On n’y va pas pour écrire.

On sait très bien que le miracle du vin transformé en encre n’aura pas lieu, en tout cas pas ce jour-là (pourtant dans l’église, on peut lire sur une banderole que « Jésus est ressuscité, qu’il est vraiment ressuscité »). On y va pour autre chose. « Aujourd’hui fête et demain le hasard » comme dans la chanson. Des forbans, la maison en est pleine. C’est une maison ouverte aux forbans et aux quatre vents, aux décoiffés assoiffés et plus simplement aux potes du propriétaire (appliqué à lui, le mot sonne bizarre) de la Manivelle.

On y retrouve bien sûr les Marseillais, rarement les premiers jamais les derniers. Ils ont quand même fait plus de cinq heures de route pour retrouver ce loup de scène (plus que de mer) qui les a conviés au baptême officiel de cette maison. On retrouve pas mal d’habitants des planches et quelques amis de jeunesse, issus de la même ville des origines de l’amitié. On déplore l’absence des Normands, qui au dernier moment n’ont pu venir (car on meurt et on enterre aussi ailleurs).
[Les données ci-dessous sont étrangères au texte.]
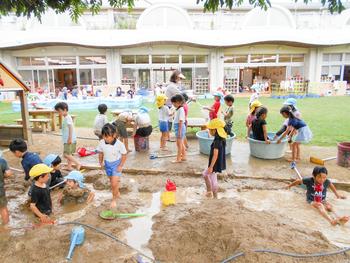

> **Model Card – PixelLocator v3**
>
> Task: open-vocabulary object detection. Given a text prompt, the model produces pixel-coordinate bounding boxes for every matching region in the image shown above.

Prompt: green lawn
[1,96,349,146]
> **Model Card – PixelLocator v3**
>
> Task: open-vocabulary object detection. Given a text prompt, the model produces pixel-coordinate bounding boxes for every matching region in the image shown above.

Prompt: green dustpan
[99,210,146,220]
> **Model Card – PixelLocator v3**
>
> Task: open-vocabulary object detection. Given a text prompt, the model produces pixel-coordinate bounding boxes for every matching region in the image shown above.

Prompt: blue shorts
[104,159,122,177]
[174,123,186,139]
[159,121,169,133]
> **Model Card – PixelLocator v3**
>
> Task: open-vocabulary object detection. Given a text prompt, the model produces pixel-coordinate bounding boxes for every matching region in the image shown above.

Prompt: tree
[0,0,346,22]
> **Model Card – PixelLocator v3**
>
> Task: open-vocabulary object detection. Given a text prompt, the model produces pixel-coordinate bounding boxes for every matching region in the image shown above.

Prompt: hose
[253,247,350,258]
[57,221,156,263]
[220,252,245,263]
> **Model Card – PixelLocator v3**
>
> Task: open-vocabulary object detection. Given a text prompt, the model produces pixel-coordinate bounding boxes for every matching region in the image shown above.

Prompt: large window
[182,55,208,64]
[48,57,76,66]
[80,56,106,65]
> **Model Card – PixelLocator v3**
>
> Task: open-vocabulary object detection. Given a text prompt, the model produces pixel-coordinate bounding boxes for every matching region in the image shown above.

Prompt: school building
[0,0,350,94]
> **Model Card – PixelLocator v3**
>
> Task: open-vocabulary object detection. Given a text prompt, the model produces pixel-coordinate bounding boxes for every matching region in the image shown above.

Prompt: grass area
[1,96,349,146]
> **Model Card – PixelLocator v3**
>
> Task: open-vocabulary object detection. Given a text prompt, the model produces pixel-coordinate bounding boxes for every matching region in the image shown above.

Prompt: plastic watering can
[66,226,85,260]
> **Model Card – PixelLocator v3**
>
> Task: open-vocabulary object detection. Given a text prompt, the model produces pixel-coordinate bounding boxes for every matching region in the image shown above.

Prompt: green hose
[58,221,156,262]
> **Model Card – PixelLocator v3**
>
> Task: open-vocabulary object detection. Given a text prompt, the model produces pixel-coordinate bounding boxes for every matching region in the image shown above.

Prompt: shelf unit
[194,78,209,94]
[224,78,239,93]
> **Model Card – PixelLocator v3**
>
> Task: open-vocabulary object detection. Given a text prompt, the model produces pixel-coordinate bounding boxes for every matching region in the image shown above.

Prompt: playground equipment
[196,131,236,155]
[66,226,85,260]
[248,133,288,159]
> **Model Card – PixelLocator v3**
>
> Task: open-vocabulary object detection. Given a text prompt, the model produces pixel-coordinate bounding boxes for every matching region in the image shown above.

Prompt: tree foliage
[0,0,346,22]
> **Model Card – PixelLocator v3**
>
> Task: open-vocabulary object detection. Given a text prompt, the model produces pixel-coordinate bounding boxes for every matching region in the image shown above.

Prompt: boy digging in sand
[287,166,349,225]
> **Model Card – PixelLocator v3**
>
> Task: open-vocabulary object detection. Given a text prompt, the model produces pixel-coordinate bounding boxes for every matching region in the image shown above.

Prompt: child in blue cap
[43,154,65,189]
[58,171,94,205]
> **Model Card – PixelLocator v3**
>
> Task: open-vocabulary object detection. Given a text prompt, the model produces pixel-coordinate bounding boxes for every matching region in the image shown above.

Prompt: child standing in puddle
[203,119,227,199]
[97,123,127,208]
[0,156,13,225]
[287,166,349,226]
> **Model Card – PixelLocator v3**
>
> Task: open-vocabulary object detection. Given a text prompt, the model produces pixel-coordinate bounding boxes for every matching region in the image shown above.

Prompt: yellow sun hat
[207,118,227,139]
[156,94,168,108]
[29,163,53,178]
[250,100,262,113]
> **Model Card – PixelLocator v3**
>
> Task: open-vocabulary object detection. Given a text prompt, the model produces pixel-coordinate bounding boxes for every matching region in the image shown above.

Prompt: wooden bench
[0,125,25,146]
[187,118,207,130]
[15,118,50,133]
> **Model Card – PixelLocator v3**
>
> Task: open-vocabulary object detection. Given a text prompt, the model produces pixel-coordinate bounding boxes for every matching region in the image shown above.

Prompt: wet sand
[1,129,350,262]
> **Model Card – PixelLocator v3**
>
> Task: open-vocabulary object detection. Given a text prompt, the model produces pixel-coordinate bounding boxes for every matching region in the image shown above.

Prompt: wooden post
[19,91,32,145]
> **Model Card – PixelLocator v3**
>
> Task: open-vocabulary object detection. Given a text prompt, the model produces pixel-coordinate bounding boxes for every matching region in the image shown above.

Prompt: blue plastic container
[196,130,236,155]
[67,226,85,260]
[248,132,288,159]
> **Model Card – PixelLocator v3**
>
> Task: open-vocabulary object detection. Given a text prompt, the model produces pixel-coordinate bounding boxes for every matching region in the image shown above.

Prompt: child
[156,94,170,150]
[134,107,152,138]
[29,164,55,223]
[113,111,133,153]
[171,94,186,163]
[203,92,221,120]
[273,98,302,145]
[246,100,262,138]
[9,138,42,182]
[287,166,349,226]
[43,154,65,189]
[54,102,81,171]
[0,156,13,225]
[277,106,312,162]
[94,103,108,139]
[181,92,190,149]
[203,118,227,199]
[222,94,234,137]
[252,107,270,144]
[97,123,127,208]
[58,171,94,205]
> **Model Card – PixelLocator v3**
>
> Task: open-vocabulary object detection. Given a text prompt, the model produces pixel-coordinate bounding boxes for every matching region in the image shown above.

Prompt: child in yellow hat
[156,94,170,150]
[203,118,227,198]
[246,100,262,138]
[29,164,55,224]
On se réjouit de retrouver un nouveau venu –ancien perdu de vue – déjà conquis par le lieu et sa faune (on n’emploie pas le mot péjorativement).

Pourquoi on s’invite-t-il ? On n’est pas le préféré. On n’est pas je, c’est déjà ça. Mais pourquoi pas nous ? Parler de La Manivelle sans nous serait comme parler d’une coquille vide. Mais on s’est invité, on ne sait pas pourquoi. On restera un mystère. On enlèvera même les italiques. Comme ça. Parce que c’est compliqué tous ces signes, cette infinité de signes. Sans compter les signes qu’on ne sait pas déchiffrer. On ne sait pas pourquoi. On essaiera de trouver un sens à tout ça plus tard après la fête.
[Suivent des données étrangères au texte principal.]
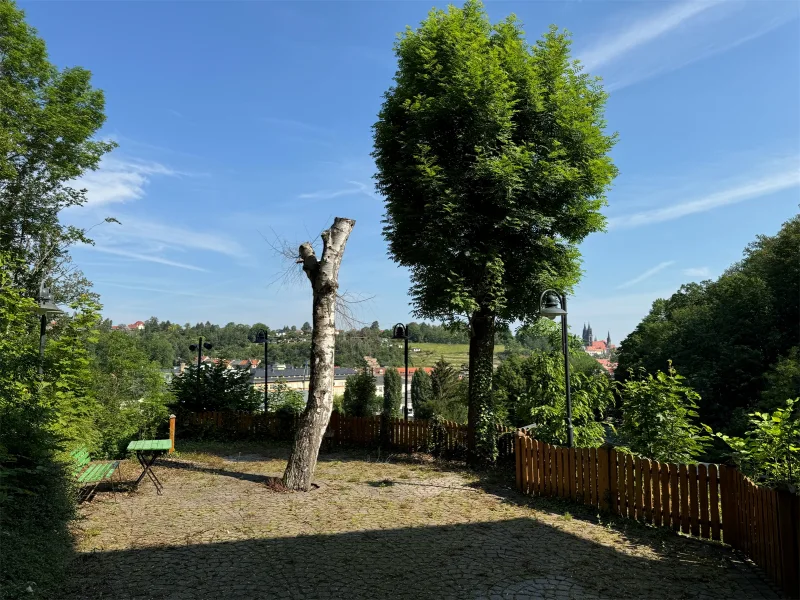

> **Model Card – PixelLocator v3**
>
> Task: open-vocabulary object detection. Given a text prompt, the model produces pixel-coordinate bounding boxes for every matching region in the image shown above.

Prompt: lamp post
[35,282,64,376]
[188,337,213,409]
[392,323,410,421]
[252,329,269,411]
[539,290,573,448]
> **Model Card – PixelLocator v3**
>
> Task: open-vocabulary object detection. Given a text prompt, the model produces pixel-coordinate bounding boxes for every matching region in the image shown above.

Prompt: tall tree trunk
[467,306,498,464]
[282,217,355,491]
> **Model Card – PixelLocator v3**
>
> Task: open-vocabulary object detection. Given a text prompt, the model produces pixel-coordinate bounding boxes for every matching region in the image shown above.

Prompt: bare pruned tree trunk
[282,217,355,491]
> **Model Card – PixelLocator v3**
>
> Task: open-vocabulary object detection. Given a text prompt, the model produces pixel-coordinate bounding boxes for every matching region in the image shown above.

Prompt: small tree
[411,368,432,416]
[707,398,800,488]
[269,378,305,416]
[383,367,402,418]
[171,362,260,413]
[343,369,381,417]
[618,362,707,463]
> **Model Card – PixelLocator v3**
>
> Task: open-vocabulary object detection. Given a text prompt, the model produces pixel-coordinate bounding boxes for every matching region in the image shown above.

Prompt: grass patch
[407,343,505,368]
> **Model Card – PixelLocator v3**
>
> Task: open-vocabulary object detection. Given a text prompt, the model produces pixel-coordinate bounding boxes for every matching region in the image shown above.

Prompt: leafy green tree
[383,367,402,418]
[91,329,172,456]
[171,362,260,413]
[342,370,381,417]
[493,350,612,446]
[618,363,708,463]
[269,378,305,416]
[416,358,469,422]
[411,368,432,416]
[373,0,618,461]
[707,399,800,487]
[760,348,800,414]
[0,0,115,298]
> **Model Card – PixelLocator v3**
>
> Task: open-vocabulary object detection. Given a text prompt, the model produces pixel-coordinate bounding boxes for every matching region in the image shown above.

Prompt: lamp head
[539,291,567,320]
[36,283,64,316]
[203,342,213,350]
[189,344,198,352]
[392,323,407,340]
[253,330,267,344]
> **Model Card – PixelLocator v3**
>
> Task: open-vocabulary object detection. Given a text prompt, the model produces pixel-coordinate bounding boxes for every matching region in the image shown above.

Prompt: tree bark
[282,217,355,491]
[467,306,498,464]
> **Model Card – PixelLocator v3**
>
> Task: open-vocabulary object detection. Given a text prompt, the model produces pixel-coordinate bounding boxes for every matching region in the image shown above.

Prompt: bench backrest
[70,447,91,476]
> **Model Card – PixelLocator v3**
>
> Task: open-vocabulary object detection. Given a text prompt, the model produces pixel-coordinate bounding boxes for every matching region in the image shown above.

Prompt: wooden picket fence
[183,410,515,459]
[515,433,800,598]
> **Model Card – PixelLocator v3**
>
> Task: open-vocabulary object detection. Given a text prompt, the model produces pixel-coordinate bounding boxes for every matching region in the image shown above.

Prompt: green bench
[70,447,121,501]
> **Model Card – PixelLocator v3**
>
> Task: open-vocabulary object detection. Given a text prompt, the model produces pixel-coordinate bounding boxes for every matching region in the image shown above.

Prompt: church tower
[582,323,587,345]
[607,331,611,347]
[587,323,593,345]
On se retrouve tous donc à la Manivelle. Certains sont là depuis la veille et repartiront le lendemain. D’autres restent seulement pour la soirée. Les Marseillais resteront quelques jours, au moins deux nuits. On peut dormir à une quinzaine mais on n’est pas venu là pour dormir. On est venus dans cette ancienne menuiserie pour retrouver un ami. Un vieil ami aux cheveux blancs depuis longtemps. Qui a fait depuis peu son lieu de vie ici dans le Quercy, après plusieurs années à Marseille et d’autres ailleurs. Dans le village, on l’appelle Manivelle, par homophonie avec son nom, sans doute, mais aussi parce qu’il n’est pas le dernier à donner un coup de main. Habile de ses mains, c’est bien utile quand on est metteur en scène d’une compagnie itinérante, ce qu’il est. Il faut voir les structures polymorphes de L’Île au trésor ou de l’Or m’a ruiné par exemple. C’est un bon comédien – qui joue les cabots mais qui n’en est pas un, il ne cabotine pas, il joue. Depuis deux ans il fait des travaux dans sa maison et dans l’ancien atelier qui va devenir lieu de répétition et espace scénique pour les groupes musicaux et compagnies théâtrales.
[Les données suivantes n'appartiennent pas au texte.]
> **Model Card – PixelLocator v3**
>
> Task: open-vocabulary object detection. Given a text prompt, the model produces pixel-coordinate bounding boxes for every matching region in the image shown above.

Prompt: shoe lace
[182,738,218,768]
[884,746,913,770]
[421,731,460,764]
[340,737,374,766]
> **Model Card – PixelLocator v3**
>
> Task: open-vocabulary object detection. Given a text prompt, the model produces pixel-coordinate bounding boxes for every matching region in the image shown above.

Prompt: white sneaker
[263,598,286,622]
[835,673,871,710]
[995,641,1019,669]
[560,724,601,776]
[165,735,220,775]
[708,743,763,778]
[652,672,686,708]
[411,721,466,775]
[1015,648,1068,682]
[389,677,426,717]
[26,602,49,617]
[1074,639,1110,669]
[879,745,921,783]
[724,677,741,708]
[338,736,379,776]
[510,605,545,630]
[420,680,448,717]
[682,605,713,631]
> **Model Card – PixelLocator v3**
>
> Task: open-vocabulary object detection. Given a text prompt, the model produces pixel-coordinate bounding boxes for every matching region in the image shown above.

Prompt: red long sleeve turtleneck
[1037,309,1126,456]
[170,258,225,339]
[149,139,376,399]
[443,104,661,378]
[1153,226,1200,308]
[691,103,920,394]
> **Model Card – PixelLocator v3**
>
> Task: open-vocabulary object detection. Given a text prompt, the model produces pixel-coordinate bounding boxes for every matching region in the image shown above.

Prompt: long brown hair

On fête l’inauguration de La Manivelle. On adhère à l’association en mettant sa tête dans le trou pour se faire tirer le portrait. Le fond vert du décor représente une carte d’adhérent avec NOM, Prénom, N° d’adhérent en grosses lettres noires et tout en bas en petites lettres l’adresse de l’association et le dessin d’une manivelle. On met sa tête dans le cadre et on tient le bord – on voit la main. La photo est tirée tout de suite. On a un numéro sur sa carte d’adhérent mais on n’est pas un numéro. Numéro 21 discute longtemps avec numéro 6, qui n’est pas le prisonnier de la Manivelle. La bulle ne va pas l’envelopper pour l’empêcher de s’échapper. Il s’est évadé déjà de l’ordinaire des jours. Il a rencontré des gens extraordinaires, comme Marcel, le gars de Ras le bol qui fait de la soupe une fête (sa soupe aux panais, au cœur de la nuit… vous engloutit) ou Colombe la voisine d’en face ou l’un des (au moins) trois Alain. On va d’Alain à l’autre et on s’oublie enfin.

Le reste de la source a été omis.